La decisión tomada en Bruselas por Junts per Catalunya de mantener la candidatura de Jordi Sànchez a la presidència de la Generalitat cuando saben de sobras que tarde o temprano deberán poner en marcha una tercera opción e incluso una cuarta, no sólo tiene como objetivo el desafío al Estado español, también es una forma de ganar tiempo para poder convencer a la CUP de añadirse al acuerdo de investidura.

El grupo anticapitalista vuelve a escribir el mismo guion de la legislatura pasada, cuando consiguió la jubilación anticipada de Artur Mas, un éxito que, por cierto, recibió la mayor ovación de los partidos que después han aplicado el 155. Ahora los cupaires vuelven a poner en riesgo la mayoría soberanista con el argumento de que son los más coherentes, los más valientes y los que siempre van con la verdad por delante, pero a veces no todo es tan obvio, porque la situación no es exactamente la misma.

En el momento en que la CUP decidió presentarse a las elecciones convocadas por Mariano Rajoy asumió -como las otras fuerzas soberanistas- la autoridad española y la legislación tal como se ha aplicado. Todos los partidos soberanistas, también la CUP, entendieron, a pesar de la rabia que les daba, que si no participaban en los comicios, las fuerzas del 155 se repartirían el poder autonómico por una generación y adiós país.
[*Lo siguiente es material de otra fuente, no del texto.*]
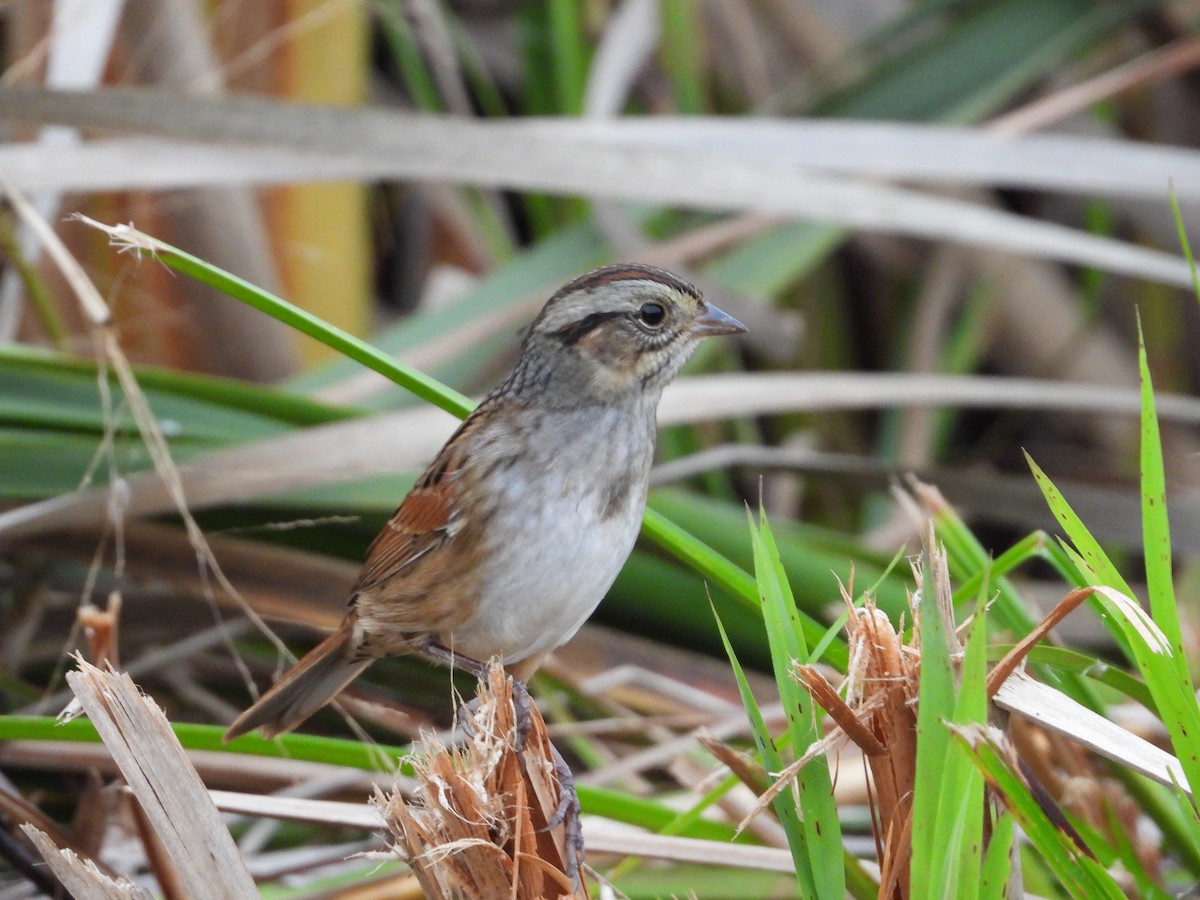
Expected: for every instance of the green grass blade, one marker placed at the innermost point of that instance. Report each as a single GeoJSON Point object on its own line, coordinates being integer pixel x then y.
{"type": "Point", "coordinates": [1080, 875]}
{"type": "Point", "coordinates": [343, 342]}
{"type": "Point", "coordinates": [784, 803]}
{"type": "Point", "coordinates": [934, 709]}
{"type": "Point", "coordinates": [785, 633]}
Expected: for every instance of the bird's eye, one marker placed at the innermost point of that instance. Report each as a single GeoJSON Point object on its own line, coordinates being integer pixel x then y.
{"type": "Point", "coordinates": [652, 315]}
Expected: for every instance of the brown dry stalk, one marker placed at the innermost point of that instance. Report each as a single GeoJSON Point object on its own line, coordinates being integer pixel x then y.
{"type": "Point", "coordinates": [1017, 655]}
{"type": "Point", "coordinates": [475, 825]}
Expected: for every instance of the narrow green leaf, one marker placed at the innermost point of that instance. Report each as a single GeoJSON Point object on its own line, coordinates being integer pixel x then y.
{"type": "Point", "coordinates": [1081, 876]}
{"type": "Point", "coordinates": [785, 802]}
{"type": "Point", "coordinates": [785, 633]}
{"type": "Point", "coordinates": [934, 709]}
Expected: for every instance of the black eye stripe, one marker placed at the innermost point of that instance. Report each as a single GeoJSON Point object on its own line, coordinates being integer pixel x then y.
{"type": "Point", "coordinates": [577, 330]}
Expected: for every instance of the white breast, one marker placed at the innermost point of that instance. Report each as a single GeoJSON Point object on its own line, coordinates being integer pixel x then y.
{"type": "Point", "coordinates": [561, 540]}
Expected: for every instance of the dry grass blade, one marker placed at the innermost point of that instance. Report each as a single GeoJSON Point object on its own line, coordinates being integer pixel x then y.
{"type": "Point", "coordinates": [82, 876]}
{"type": "Point", "coordinates": [174, 799]}
{"type": "Point", "coordinates": [1057, 713]}
{"type": "Point", "coordinates": [475, 827]}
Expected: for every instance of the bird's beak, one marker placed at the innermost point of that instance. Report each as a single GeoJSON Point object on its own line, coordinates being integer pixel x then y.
{"type": "Point", "coordinates": [715, 322]}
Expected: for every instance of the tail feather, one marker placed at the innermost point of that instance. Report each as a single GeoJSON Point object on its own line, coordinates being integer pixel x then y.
{"type": "Point", "coordinates": [304, 689]}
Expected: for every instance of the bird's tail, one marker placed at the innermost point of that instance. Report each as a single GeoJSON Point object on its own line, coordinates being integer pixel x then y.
{"type": "Point", "coordinates": [304, 689]}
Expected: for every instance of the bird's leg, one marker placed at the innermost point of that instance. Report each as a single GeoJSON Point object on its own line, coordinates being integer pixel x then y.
{"type": "Point", "coordinates": [436, 652]}
{"type": "Point", "coordinates": [568, 815]}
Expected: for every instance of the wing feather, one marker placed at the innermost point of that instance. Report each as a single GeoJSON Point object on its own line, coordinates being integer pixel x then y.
{"type": "Point", "coordinates": [424, 520]}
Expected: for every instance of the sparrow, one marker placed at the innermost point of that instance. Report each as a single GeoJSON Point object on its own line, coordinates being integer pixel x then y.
{"type": "Point", "coordinates": [516, 531]}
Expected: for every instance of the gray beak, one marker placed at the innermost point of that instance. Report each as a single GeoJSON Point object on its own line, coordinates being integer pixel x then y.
{"type": "Point", "coordinates": [715, 322]}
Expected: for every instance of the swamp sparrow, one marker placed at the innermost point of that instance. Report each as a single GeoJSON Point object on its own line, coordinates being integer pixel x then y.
{"type": "Point", "coordinates": [517, 529]}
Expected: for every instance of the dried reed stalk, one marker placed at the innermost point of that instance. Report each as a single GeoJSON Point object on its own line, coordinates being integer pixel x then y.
{"type": "Point", "coordinates": [477, 826]}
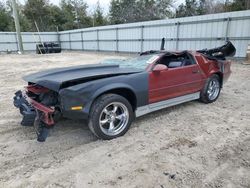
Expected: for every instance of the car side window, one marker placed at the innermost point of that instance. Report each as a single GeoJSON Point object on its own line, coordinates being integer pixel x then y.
{"type": "Point", "coordinates": [175, 61]}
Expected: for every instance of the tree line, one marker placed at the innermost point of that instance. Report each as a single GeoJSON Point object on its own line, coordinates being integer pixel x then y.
{"type": "Point", "coordinates": [74, 14]}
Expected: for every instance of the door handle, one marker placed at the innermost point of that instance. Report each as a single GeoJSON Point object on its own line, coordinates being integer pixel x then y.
{"type": "Point", "coordinates": [195, 71]}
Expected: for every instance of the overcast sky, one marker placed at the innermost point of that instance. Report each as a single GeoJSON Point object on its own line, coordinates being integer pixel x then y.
{"type": "Point", "coordinates": [92, 3]}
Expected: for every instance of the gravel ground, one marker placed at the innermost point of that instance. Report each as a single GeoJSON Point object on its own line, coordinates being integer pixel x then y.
{"type": "Point", "coordinates": [189, 145]}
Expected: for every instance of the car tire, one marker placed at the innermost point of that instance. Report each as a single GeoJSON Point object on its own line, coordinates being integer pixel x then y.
{"type": "Point", "coordinates": [110, 116]}
{"type": "Point", "coordinates": [211, 90]}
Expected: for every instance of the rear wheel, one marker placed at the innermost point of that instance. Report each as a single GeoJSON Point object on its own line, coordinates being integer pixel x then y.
{"type": "Point", "coordinates": [211, 90]}
{"type": "Point", "coordinates": [111, 116]}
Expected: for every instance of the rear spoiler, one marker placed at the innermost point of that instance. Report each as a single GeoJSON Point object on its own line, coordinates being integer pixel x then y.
{"type": "Point", "coordinates": [226, 50]}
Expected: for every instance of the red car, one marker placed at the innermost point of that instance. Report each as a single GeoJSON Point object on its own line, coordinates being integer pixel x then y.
{"type": "Point", "coordinates": [109, 95]}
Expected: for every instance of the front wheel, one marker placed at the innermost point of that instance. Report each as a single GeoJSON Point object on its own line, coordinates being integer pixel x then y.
{"type": "Point", "coordinates": [111, 116]}
{"type": "Point", "coordinates": [211, 90]}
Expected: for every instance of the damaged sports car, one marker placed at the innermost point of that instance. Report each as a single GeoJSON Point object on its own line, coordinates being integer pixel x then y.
{"type": "Point", "coordinates": [111, 94]}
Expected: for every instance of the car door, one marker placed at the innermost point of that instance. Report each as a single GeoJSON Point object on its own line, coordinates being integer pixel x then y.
{"type": "Point", "coordinates": [174, 82]}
Sin embargo, los anticapitalistas, después de obedecer, vuelven a reclamar ahora posiciones firmes de desobediencia y de construcción de la República a cambio de dar apoyo a un gobierno de coalición de Junts per Catalunya y Esquerra Republicana. Y como sus cuatro votos son decisivos, tienen una capacidad de presión enorme.

La CUP sabe que la amenaza de nuevas elecciones genera pánico porque supondría una catástrofe para JxCat y ERC. En cambio, los anticapitalistas seguramente multiplicarían su presencia en un Parlament dominado por Ciudadanos y se podrían consolidar como referente de la agitación soberanista.

Pero lo cierto es que los cuatro votos de la CUP no son tan decisivos como parece. La cruda realidad es que los cuatro cupaires son determinantes porque la represión española impide votar a dos diputados legítimos, elegidos democráticamente por los catalanes. Así que cuesta imaginar que los patriotas más valientes opten por aprovecharse del exilio forzado de dos compatriotas para imponer sus tesis. Así que no lo harán. Les resultará mucho más rentable desmarcarse del programa ['autonomista'] del Govern, ceder para la investidura los dos votos que faltan en atención a la situación de los exiliados, y después poner contra las cuerdas al Govern a cada votación igual que hicieron la legislatura pasada. Todo el mundo recordará cómo hicieron sudar los cupaires al president Puigdemont especialmente con los presupuestos.

Con todo, si el núcleo duro de la CUP adoptara una actitud muy intransigente, in extremis, antes de ir a elecciones, Puigdemont y el diputado Antoni Comín estarían a tiempo de renunciar a sus escaños para que corra la lista y asegurar la mayoría. Ello permitiría al nuevo ejecutivo gobernar mucho más cómodamente que tener que pactar cada ley y cada iniciativa con los anticapitalistas y teniendo que elaborar planteamientos verbalmente radicales que no exciten las ansias carcelarias del Estado. En Bruselas, la renuncia a los escaños se contempla como la última opción, para cuando no se vea más remedio, pero consta que en Barcelona y en Estremera tiene firmes partidarios de ello, porque consideran que el discurso radical de la CUP no garantiza más soberanía y, en cambio, suministra nuevos argumentos a fiscales y jueces y complica todavía más las estrategias de defensa.